The City Council Committee on Recovery and Resiliency voted unanimously in favor of creating a “task force” to examine the possibility of reimbursing religious organizations that provided vital services in the aftermath of Hurricane Sandy—groups that have run into trouble receiving aid from the Federal Emergency Management Agency.
Advocates for the bill, which still needs to be pass by the full council, argued that community-based organizations like faith institutions delivered desperately needed relief to New Yorkers in the days after the 2012 storm while the city floundered and the federal government delayed aid. The groups gave away thousands of dollars in necessary supplies despite suffering severe damage themselves—but have gotten little compensation from FEMA due to restrictions on funding religious groups.
“We’re trying to argue those houses of worship that provided life-saving work, regardless of your faith, they should be reimbursed for those services which they provided,” said Brooklyn Councilman Mark Treyger, chairman of the committee. “People turned to houses of worship, local CBOs for food, for shelter, for supplies and aid. And in many cases, the houses of worship themselves were in a difficult position.”

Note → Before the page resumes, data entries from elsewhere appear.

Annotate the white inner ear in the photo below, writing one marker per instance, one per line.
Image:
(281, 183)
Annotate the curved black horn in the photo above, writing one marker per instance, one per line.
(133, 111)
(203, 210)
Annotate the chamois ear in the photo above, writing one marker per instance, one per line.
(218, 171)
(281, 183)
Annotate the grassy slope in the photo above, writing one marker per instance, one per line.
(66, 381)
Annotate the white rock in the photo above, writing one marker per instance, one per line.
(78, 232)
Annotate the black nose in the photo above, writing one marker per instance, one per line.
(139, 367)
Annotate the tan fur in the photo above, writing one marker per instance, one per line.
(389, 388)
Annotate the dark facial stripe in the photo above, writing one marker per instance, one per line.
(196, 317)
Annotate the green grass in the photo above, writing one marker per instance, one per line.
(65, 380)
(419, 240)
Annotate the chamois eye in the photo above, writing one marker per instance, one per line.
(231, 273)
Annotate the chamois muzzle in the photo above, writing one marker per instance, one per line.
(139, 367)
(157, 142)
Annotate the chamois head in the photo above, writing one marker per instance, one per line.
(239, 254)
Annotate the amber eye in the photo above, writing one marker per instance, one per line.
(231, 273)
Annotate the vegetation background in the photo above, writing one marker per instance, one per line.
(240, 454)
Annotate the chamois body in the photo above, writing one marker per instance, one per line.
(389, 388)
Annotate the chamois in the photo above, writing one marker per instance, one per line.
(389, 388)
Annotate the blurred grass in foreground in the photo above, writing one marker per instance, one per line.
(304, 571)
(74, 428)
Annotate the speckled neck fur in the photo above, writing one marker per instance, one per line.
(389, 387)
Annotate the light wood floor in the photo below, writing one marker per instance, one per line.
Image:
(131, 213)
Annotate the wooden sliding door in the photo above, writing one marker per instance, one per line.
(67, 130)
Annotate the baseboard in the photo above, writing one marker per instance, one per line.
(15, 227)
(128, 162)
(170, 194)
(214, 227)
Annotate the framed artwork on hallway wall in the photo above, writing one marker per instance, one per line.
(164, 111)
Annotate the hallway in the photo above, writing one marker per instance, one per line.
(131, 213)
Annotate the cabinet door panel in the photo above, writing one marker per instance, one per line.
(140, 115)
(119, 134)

Churches, synagogues and mosques wrecked in the storm are unable to receive direct financial assistance from the federal government, which has provided aid to business and home owners, due to the separation between church and state—leaving many faith-based organizations that helped storm victims without help of their own.
The proposed task force would be a 19-member body, consisting of the director of the Office of Recovery and Resilience, the commissioner of the Office of Emergency Management, eight persons appointed by Mayor Bill de Blasio and seven picked by Council Speaker Melissa Mark-Viverito. The bill would require that three of the trustees be veterans of the Sandy relief effort, and that each borough have at least one representative on the panel.
The commission would investigate the financial records of groups that furnished aid to determine the extent of their spending and the damage they suffered, then determine how much they have already recovered. It would then look to find potential means of refunding them, and also ways to involve them in the official relief projects in future disasters.
“We want to really take stock of where they’re at right now, how much damage they sustained and how to incorporate them in an efficient way, in a codified way into future efforts,” said Mr. Treyger, who argued that the church-state separation is not reason enough to deny such groups government funds. “I respect the First Amendment, I used to be a government teacher, I know what it means, but when you have houses of worship and organizations that feed people, give them shelter and give them emergency supplies regardless of their religious denomination, we have an obligation to reimburse them at minimum for the services they provided.”
Mr. Treyger said that he would support taking funds from the city budget to repay faith institutions even if it proved impossible to allocate federal money for them.
“I think city, state, federal, somebody needs to step up, if not all,” he said.